“Only a moment now, gentlemen,” said Bates, an odd smile on his face. He was looking past me toward the right end of the fireplace. There seemed to be in the air a feeling of something impending. Even Morgan and his men, half-crouching ready for a rush at me, hesitated; and Pickering glanced nervously from one to the other of us. It was the calm before the storm; in a moment we should be at each other’s throats for the final struggle, and yet we waited. In the wall I heard still the sound of steps. They were clear to all of us now. We stood there for what seemed an eternity—I suppose the time was really not more than thirty seconds—inert, waiting, while I felt that something must happen; the silence, the waiting, were intolerable. I grasped my pistol and bent low for a spring at Morgan, with the overturned table and wreckage of the chandelier between me and Pickering; and every man in the room was instantly on the alert.

All but Bates. He remained rigid—that curious smile on his blood-smeared face, his eyes bent toward the end of the great fireplace back of me.

That look on his face held, arrested, numbed me; I followed it. I forgot Morgan; a tacit truce held us all again.

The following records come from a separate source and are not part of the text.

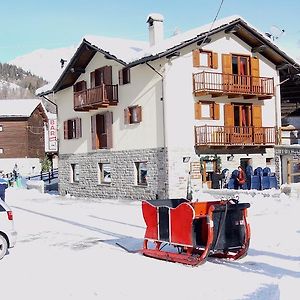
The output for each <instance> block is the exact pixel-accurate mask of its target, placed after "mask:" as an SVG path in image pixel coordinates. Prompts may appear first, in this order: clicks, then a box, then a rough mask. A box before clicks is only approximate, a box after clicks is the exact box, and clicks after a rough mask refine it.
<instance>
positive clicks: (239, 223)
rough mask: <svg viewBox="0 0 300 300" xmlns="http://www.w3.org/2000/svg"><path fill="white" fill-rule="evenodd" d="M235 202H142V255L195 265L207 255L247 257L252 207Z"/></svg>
mask: <svg viewBox="0 0 300 300" xmlns="http://www.w3.org/2000/svg"><path fill="white" fill-rule="evenodd" d="M233 201H234V200H226V201H209V202H190V201H188V200H186V199H165V200H150V201H142V211H143V217H144V220H145V223H146V232H145V237H144V244H143V249H142V250H141V252H142V254H143V255H145V256H150V257H154V258H157V259H162V260H166V261H171V262H179V263H183V264H187V265H192V266H196V265H199V264H202V263H204V262H205V261H206V259H207V257H208V256H212V257H218V258H226V259H232V260H236V259H239V258H241V257H244V256H245V255H247V251H248V248H249V243H250V225H249V224H248V222H247V208H249V207H250V204H249V203H238V202H237V201H236V200H235V202H233Z"/></svg>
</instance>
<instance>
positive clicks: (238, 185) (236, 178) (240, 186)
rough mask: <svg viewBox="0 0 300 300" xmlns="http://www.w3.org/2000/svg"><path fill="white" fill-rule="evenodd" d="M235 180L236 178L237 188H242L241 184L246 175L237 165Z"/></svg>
mask: <svg viewBox="0 0 300 300" xmlns="http://www.w3.org/2000/svg"><path fill="white" fill-rule="evenodd" d="M236 180H237V184H238V189H242V188H243V185H244V184H245V182H246V175H245V172H244V170H243V169H242V167H241V166H239V167H238V176H237V178H236Z"/></svg>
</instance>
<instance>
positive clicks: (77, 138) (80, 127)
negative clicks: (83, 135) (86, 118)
mask: <svg viewBox="0 0 300 300" xmlns="http://www.w3.org/2000/svg"><path fill="white" fill-rule="evenodd" d="M69 124H75V130H74V132H73V126H69ZM81 126H82V125H81V118H76V119H70V120H67V121H64V139H65V140H68V139H72V138H75V139H78V138H81V137H82V129H81ZM70 130H71V131H72V132H70Z"/></svg>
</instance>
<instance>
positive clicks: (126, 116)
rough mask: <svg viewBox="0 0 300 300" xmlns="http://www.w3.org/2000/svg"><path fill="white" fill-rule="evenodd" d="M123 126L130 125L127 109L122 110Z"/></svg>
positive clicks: (128, 109)
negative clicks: (122, 113) (123, 122)
mask: <svg viewBox="0 0 300 300" xmlns="http://www.w3.org/2000/svg"><path fill="white" fill-rule="evenodd" d="M124 124H130V111H129V108H128V107H127V108H125V109H124Z"/></svg>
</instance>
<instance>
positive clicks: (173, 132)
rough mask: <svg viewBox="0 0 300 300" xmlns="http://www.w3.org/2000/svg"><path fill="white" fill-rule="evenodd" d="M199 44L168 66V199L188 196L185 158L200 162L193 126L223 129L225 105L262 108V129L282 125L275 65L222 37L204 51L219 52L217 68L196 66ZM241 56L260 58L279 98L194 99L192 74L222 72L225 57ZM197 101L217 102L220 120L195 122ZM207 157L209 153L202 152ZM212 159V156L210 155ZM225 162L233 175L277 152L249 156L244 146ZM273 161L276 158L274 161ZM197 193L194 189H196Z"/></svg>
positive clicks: (224, 167) (183, 54)
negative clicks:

I stepped back till my eyes fastened on the broad paneled chimney-breast at the right of the hearth, and it was there now that the sound of footsteps in the wall was heard again; then it ceased utterly, the long panel opened slowly, creaking slightly upon its hinges, then down into the room stepped Marian Devereux. She wore the dark gown in which I had seen her last, and a cloak was drawn over her shoulders.

She laughed as her eyes swept the room.

“Ah, gentlemen,” she said, shaking her head, as she viewed our disorder, “what wretched housekeepers you are!”

Steps were again heard in the wall, and she turned to the panel, held it open with one hand and put out the other, waiting for some one who followed her.

Then down into the room stepped my grandfather, John Marshall Glenarm! His staff, his cloak, the silk hat above his shrewd face, and his sharp black eyes were unmistakable. He drew a silk handkerchief from the skirts of his frock coat, with a characteristic flourish that I remembered well, and brushed a bit of dust from his cloak before looking at any of us. Then his eyes fell upon me.

“Good morning, Jack,” he said; and his gaze swept the room.

“God help us!”

It was Morgan, I think, who screamed these words as he bolted for the broken door, but Stoddard caught and held him.